WEYBURN - The human resources portfolio within the South East Cornerstone Public School Division is significantly more than just recruiting and hiring teachers as well as support staffers.
There are risk management issues to contend with, and maintenance of staffing levels in maintenance, if you wish. There are contract agreements that need to be worked out, occupational health and safety issues and projects to oversee and guide to conclusions.
Nathan Johnson who moved into this portfolio as superintendent in the summer, delivered his first report at Wednesday's meeting of the South East Cornerstone Public School Division board. Johnson served the division for eight years as a teacher, another seven years as a vice-principal and then three years as principal at the Estevan Comprehensive School.
Johnson had moved into the head office position this academic season and he informed the board that while the organizational chart was not large, they still tracked the current flow of teachers and others, and that included 616 teachers and 611 support staff who work in the 35 schools and other facilities.

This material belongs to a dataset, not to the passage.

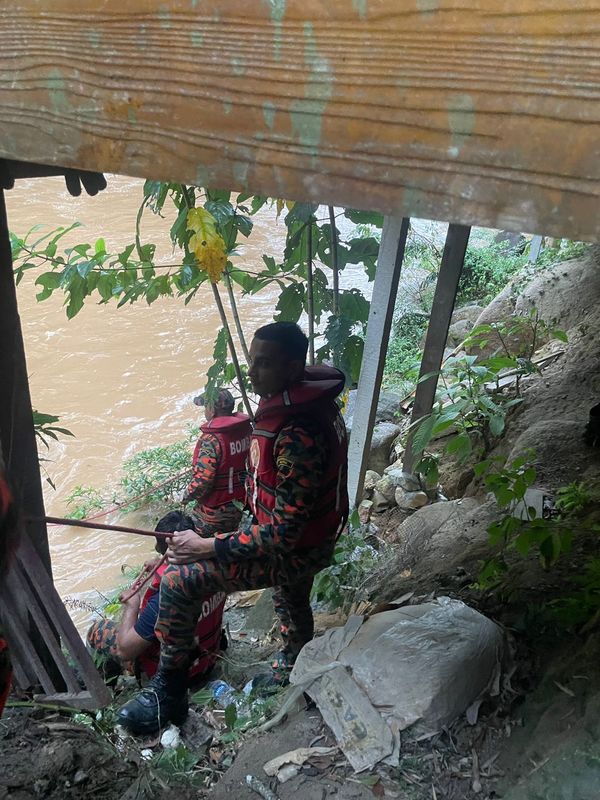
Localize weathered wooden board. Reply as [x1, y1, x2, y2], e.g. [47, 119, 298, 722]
[0, 0, 600, 239]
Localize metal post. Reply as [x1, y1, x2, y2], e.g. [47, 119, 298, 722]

That teacher number, he confirmed, represents 557 teachers in classrooms, while another 59 are on leave for a variety of reasons. He discussed the nuances of partial contracts and how administration times are allocated according to student enrollment.
If investigations into teacher conduct are required, that is also within their purview along with other senior leaders. Job action is another reaction item within the HR department, along with general job discussions, including occupational health and safety issues.
There are 32.63 full-time equivalent (FTE) response to intervention teachers in the Cornerstone system, along with just over 37 FTE learning support teacher positions filled.
The educational assistant positions have increased this academic year to 186 FTE, while other FTE positions are being filled by 52 administrative assistants, 75 caretakers and technicians, 126 bus drivers, 39 library technicians and 14 counsellors.
Recruitment of key positions and hard-to-fill educator jobs were also brought forward for discussion. Those positions have included French immersion instructors, substitute teachers and learning support staff, practical and applied arts educators, and teachers for small rural schools, plus bus drivers.
Two major employee agreements with union members are in place until the end of August 2025, Johnson said.
HR is the go to, or first step, in such processes as legal actions taken against the division, grievances, collective bargaining and leadership agreements plus recruitment.
Johnson also spoke briefly on the Employee On-Boarding Program that will address safety requirements and education needs for each position within SECPSD, as well as operational procedures and employee responsibilities.
Another project is the E-Docs within the Atrieve system, which is a software program that will support tracking and monitoring items for employees, and will be a key aspect for the on-boarding process, or as he said, “all employee files will be digital, no filing cabinets needed now.”
The Atrieve automated system will also be deployed to book substitute employees through an automatic dispatch system. He said that should cut down administrative office time. This will be deployed within some pilot schools as the system is launched and then will move on to include all employees.
Administration recruitment and selection is another vital program with the HR offices. Johnson said that so far, he has been made aware of the need for at least three principals and three vice-principals for the next academic year to fill positions they expect to be vacated at the conclusion of this school year.
Recruitment efforts and how they are carried out was also discussed with Johnson, as he listed such things as university hiring fairs, visits to the faculties of education, communications with interns within SECPSD schools, yearly job fairs within the division, advertising and attracting potential candidates across Canada and social media presence and usage.
There was added discussion concerning educational graduates from the United States who usually require additional class time in Canada before certification and the general trend of hiring out-of-province educators, who Johnson said, obviously and usually would come from Manitoba or Alberta.
Near the end of his presentation, Johnson said that thankfully there were no legal actions being taken against Cornerstone within his department nor any formal grievances at this stage.
The division is now in the second year of a three-year plan to provide safe work places.
Deputy director of education Aaron Hiske added that recruitment effort numbers show that Cornerstone has reached out to more than 5,000 people with 124 interactions for eight jobs posted so far.
Board vice-chairman Jim Vermeersch asked about the number of teacher graduates from Regina and Saskatoon who stay within the province. That was not known at this juncture, but there were strong efforts being made by all provincial systems to keep them engaged through career fairs, visitations, internships and follow-up recruitment efforts.